Ayman A. Taha

OIF 3rd Battalion, 5th Special Forces Group
Vienna, VA

Staff Sgt. Ayman A. Taha was born on July 2, 1974, in Sudan. He was a trained Special Forces Engineer noncommissioned officer assigned to 3rd Battalion, 5th Special Forces Group in Fort Campbell, Ky.

He died in an explosion Dec. 30, 2005, while preparing to dispose of enemy munitions discovered near Balad, Iraq during combat operations in support of Operation Iraqi Freedom.

A resident of Clarksville, Tenn., Taha was a native of Sudan.

Taha entered the Army in August 2002 under the 18X program. This program allows selected individuals to enlist directly for Special Forces Training as a result of preexisting unique skills. He was an Arabic speaker.

He began his Army career by completing Basic Infantry Training and Airborne School, both at Fort Benning, Ga.
In 2003, Taha began training at Fort Bragg, N.C., where he completed the Special Forces Engineer Sergeant’s Course, the Survival, Evasion, Resistance, and Escape Course, the Primary Leadership Development Course and the Basic Non Commissioned Officers Course. He was later assigned to 3rd Battalion, 5th Special Forces Group at Fort Campbell, Ky., in January of 2005. He served as a member of a Special Forces Operational Detachment-A or A-Team.

Taha’s civilian education consisted of a bachelor’s of science in economics from the University of California at Berkeley in 1997 and a master’s in economics from the University of Massachusetts in 2001.

He deployed with 5th Special Forces Group to Iraq in support of OIF this past summer.

His awards included the National Defense Service Medal, Global War on Terrorism Service Medal, NCO Professional Development Ribbon with Numeral Two Device, the Special Forces Tab and the Parachutists Badge.

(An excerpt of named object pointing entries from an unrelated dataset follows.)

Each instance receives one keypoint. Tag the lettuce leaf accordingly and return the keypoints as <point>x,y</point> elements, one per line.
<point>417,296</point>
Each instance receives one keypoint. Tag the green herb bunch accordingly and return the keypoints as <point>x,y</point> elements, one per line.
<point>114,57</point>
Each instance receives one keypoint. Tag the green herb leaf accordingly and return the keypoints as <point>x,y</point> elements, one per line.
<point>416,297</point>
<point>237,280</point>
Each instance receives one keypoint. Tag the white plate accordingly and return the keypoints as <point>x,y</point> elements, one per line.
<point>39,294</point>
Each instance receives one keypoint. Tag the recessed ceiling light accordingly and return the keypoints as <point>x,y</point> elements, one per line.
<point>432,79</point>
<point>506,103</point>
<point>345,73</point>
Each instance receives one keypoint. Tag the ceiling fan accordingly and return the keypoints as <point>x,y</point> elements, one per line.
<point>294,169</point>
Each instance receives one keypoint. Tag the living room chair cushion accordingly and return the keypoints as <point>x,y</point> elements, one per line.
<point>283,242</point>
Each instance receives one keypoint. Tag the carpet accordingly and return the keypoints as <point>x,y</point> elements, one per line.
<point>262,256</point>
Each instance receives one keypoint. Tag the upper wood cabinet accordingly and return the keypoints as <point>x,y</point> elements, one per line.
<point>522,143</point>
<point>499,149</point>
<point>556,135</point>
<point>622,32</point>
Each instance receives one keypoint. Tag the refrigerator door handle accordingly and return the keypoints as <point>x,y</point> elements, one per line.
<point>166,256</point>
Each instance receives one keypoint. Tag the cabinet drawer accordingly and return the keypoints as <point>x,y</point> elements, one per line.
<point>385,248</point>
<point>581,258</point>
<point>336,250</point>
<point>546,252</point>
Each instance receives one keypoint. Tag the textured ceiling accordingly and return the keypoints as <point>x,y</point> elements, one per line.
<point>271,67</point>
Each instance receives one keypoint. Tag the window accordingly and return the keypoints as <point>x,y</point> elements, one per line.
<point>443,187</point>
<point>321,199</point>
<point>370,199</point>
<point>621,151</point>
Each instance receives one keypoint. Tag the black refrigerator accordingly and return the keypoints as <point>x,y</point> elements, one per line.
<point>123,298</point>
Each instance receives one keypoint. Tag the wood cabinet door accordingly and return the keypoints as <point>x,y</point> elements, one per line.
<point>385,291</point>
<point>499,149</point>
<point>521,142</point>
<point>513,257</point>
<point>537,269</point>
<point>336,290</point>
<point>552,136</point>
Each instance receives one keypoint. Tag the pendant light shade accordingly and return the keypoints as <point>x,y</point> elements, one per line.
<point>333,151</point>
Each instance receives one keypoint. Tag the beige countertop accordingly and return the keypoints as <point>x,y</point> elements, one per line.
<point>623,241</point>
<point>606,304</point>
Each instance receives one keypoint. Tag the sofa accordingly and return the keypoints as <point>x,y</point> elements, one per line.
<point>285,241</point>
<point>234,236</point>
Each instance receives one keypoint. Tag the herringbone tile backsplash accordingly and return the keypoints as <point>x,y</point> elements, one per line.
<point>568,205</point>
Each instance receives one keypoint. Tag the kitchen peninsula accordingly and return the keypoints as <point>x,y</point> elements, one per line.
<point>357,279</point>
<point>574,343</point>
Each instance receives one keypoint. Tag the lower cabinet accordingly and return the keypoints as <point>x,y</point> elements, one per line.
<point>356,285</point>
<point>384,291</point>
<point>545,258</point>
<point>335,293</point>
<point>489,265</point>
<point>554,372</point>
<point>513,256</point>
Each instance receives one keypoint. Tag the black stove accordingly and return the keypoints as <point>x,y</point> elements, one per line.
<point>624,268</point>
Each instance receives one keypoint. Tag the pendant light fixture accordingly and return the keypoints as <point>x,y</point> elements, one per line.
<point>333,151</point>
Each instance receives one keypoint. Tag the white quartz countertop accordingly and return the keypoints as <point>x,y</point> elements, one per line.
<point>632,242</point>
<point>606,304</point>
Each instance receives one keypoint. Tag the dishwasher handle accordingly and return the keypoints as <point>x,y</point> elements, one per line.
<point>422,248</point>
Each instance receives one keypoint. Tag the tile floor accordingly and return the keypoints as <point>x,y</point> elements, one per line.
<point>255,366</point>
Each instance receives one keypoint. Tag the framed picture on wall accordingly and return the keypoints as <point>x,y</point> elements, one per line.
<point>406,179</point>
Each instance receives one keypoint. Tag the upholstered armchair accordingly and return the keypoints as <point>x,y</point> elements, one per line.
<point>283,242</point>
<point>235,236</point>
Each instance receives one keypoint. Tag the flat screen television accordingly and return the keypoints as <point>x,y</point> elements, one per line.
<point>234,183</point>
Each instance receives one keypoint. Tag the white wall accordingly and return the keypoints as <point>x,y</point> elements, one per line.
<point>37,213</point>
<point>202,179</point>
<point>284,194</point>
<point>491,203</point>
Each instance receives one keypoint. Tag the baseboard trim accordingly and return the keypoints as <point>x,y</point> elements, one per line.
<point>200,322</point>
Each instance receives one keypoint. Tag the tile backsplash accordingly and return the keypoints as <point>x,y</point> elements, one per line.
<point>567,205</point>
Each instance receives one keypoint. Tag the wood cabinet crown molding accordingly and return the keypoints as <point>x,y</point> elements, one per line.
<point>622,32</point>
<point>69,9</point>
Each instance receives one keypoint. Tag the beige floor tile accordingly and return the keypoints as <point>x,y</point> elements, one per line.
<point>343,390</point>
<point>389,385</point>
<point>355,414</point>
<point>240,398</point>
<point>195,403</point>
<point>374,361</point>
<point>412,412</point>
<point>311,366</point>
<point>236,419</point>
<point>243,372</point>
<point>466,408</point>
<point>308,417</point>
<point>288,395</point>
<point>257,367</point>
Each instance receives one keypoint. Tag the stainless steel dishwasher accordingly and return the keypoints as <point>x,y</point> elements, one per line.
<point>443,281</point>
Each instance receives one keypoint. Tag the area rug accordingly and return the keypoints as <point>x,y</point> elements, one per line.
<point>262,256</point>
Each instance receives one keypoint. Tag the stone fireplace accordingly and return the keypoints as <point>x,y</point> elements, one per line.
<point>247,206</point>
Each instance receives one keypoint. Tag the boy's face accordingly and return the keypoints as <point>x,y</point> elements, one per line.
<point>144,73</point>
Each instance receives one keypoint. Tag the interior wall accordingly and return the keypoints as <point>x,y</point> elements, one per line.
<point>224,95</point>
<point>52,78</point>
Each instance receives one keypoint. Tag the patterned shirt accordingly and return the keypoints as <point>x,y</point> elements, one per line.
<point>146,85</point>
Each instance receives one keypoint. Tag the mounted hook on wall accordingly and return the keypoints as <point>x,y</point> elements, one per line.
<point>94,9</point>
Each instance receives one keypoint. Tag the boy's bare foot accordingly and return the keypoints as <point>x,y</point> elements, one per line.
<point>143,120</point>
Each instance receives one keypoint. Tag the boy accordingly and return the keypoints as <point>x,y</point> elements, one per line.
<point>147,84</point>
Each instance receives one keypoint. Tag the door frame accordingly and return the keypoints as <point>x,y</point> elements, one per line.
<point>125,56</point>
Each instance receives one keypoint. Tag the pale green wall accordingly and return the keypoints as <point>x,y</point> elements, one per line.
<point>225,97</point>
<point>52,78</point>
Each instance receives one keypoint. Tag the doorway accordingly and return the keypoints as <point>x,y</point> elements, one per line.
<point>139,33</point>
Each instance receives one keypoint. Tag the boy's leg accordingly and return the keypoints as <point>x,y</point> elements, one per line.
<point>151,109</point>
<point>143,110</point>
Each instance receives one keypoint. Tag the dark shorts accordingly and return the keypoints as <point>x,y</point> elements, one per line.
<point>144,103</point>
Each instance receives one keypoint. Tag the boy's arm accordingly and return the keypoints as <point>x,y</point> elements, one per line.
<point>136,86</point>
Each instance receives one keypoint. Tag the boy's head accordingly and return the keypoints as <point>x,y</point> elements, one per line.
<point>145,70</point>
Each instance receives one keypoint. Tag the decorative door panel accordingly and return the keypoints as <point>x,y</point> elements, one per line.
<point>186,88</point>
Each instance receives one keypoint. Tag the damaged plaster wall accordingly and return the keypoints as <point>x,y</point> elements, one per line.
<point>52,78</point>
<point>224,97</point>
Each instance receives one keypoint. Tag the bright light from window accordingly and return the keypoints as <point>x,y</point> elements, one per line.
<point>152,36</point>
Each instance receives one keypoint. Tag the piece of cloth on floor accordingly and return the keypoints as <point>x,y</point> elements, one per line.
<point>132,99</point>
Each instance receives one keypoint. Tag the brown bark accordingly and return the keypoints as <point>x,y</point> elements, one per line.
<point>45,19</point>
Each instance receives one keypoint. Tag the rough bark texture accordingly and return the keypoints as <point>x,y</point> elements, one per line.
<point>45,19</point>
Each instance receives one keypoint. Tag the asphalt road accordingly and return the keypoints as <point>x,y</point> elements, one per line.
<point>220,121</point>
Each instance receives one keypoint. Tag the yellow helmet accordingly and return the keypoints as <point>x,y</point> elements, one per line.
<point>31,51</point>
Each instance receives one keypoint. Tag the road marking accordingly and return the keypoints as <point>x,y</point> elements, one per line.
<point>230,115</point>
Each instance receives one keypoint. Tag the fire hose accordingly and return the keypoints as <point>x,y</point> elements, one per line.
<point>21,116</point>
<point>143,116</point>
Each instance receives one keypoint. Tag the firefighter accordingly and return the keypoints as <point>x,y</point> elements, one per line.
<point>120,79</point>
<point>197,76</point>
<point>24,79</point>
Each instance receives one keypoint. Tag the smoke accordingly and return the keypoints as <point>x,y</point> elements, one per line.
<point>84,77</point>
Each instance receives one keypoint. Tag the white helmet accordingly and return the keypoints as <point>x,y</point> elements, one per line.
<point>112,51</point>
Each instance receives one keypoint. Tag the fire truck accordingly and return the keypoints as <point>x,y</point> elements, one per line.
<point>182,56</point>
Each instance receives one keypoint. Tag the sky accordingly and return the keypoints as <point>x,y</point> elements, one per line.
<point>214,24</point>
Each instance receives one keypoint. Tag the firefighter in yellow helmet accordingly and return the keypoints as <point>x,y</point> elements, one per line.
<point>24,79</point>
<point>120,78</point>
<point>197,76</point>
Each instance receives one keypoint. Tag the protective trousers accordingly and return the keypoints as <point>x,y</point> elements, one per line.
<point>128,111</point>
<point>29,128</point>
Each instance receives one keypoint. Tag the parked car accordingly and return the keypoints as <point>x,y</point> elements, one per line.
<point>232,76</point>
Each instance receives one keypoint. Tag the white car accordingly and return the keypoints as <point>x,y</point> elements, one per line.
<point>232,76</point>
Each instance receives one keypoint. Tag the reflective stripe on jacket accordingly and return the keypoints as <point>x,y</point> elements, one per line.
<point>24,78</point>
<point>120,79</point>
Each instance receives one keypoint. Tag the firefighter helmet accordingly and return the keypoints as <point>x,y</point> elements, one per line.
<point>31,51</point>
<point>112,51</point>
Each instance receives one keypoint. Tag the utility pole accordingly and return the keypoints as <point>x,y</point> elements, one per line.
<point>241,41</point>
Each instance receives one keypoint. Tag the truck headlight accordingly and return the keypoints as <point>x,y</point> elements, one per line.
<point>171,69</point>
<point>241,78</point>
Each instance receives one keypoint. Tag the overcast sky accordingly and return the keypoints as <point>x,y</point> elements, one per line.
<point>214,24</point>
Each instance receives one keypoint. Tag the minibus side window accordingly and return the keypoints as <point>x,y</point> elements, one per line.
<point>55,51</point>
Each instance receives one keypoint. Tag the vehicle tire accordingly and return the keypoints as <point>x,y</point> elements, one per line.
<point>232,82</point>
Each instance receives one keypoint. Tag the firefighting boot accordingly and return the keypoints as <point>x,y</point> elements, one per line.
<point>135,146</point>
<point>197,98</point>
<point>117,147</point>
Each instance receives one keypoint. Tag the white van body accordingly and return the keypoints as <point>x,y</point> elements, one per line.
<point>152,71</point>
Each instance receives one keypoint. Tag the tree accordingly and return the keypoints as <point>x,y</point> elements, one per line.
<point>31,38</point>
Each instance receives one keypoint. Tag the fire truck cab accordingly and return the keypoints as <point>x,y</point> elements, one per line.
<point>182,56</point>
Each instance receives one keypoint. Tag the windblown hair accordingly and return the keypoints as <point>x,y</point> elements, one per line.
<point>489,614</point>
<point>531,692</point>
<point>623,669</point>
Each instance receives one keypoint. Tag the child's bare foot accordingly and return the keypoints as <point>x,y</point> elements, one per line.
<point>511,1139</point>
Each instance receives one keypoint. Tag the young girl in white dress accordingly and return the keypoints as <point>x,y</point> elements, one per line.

He was posthumously awarded the Bronze Star Medal, the Purple Heart, the Meritorious Service Medal, the Iraq Campaign Medal, the Army Good Conduct Medal and the Combat Infantryman Badge.

Taha is survived by his wife, Geraldine and his daughter, Sommer, both of Tennessee. His parents, Abdel-Rahman and Amal Ali both of Virginia, also survive him.